LSFM postgraduate students Niall Flynn, Alberto Micali and Andrew West attended the MeCCSA PGN Conference in July 2015. Niall posted: This was the annual conference of the postgraduate section of the UK-based media and cultural studies network. It was an important experience from an academic viewpoint: an occasion to share ideas, gain experience presenting research and network with colleagues from around the world who are working on similar research topics.
This year the conference was themed around the question of the relations between practice and theory. This is a key question for contemporary media and cultural studies, which are facing the ongoing emergence of new media forms and transformation of media practices, as well as the challenge to develop appropriate frameworks of understanding. Coventry University was an appropriate location to host this year’s conference. The projects and work being done in their media department addresses these topics in engaging and innovative ways. [See, for instance, Centre for Disruptive Media]

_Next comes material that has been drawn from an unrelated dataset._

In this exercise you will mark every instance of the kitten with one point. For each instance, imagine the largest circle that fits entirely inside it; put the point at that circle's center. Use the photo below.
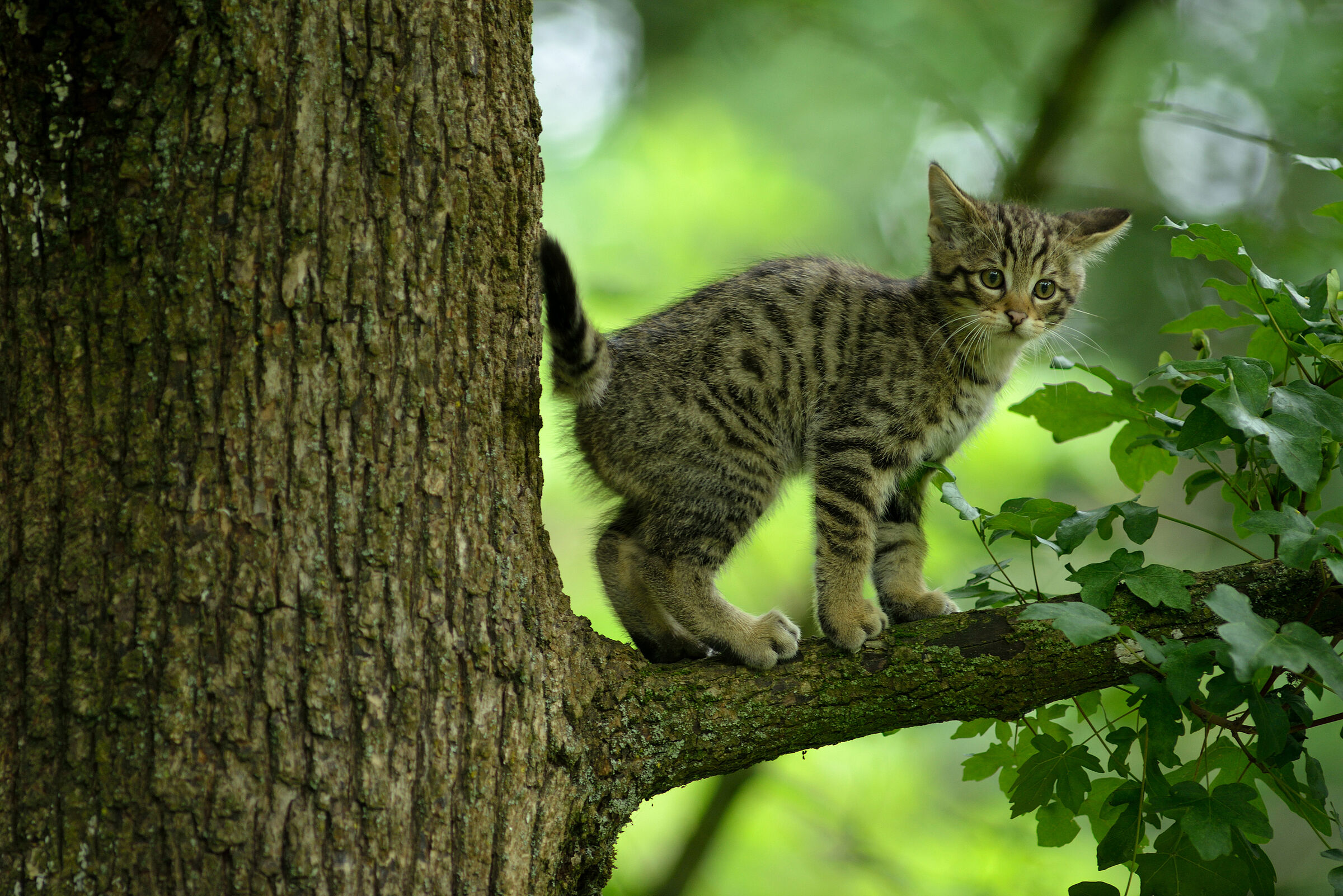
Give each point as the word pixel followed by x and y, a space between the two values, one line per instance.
pixel 697 413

The conference was also a wonderful opportunity to present our own work, to receive feedback and comments on it, with the objective of evaluating its value or, conversely, its weaknesses. Here are Alberto’s comments on his presentation:
“Together with Peggy Reynolds, I was invited to present in the ‘Humans and Machines’ panel, which was set up – according to the argument of our presentation – around the theme of the posthuman, and its relevance for media and cultural studies. I was very satisfied with the panel, and not only for my own presentation. I believe in the potential of such occasions in creating critical reflection and debate around an issue; particularly when – as in this case – the issue goes beyond the strict purposes of the panel or the conference.
My paper was a methodological extract from my doctoral thesis, touching on questions of media ecologies and Felix Guattari’s concept of ‘machinism’, and pointing at the necessity of moving beyond traditional humanities and towards post-humanities; the attempt to leave behind the humanist impasse of classical studies of media and culture. Similarly, Peggy Reynolds discussed the notions of scalar relations and fractal geometries in allowing us to follow the same path.
After our papers, an exciting discussion animated the panel, prompted especially by the engaging videos shown by Peggy in the background of her presentation, and the active participation of other postgraduate colleagues and active scholars in the field. This critical engagement of all participants was my main satisfaction. It demonstrated how academic research, which proposes ethical questions that surpass its own field of application, can be more than an end to itself.”
Over the course of two days, the panels were engaging and diverse, the workshops were informative, and the keynote presentations were fascinating. Videos are available here. There was a friendly atmosphere throughout, with people eager to learn from others and to share their own ideas.
Overall, the conference organisers did a great job. Putting together such a programme is hard work, and it was appreciated by all in attendance.
Diary date: The MeCCSA 2016 conference will be taking place on 6-8 January at Canterbury Christ Church University whilst the MeCCSA PGN 2016 conference will be being held in the summer at the University of Leicester.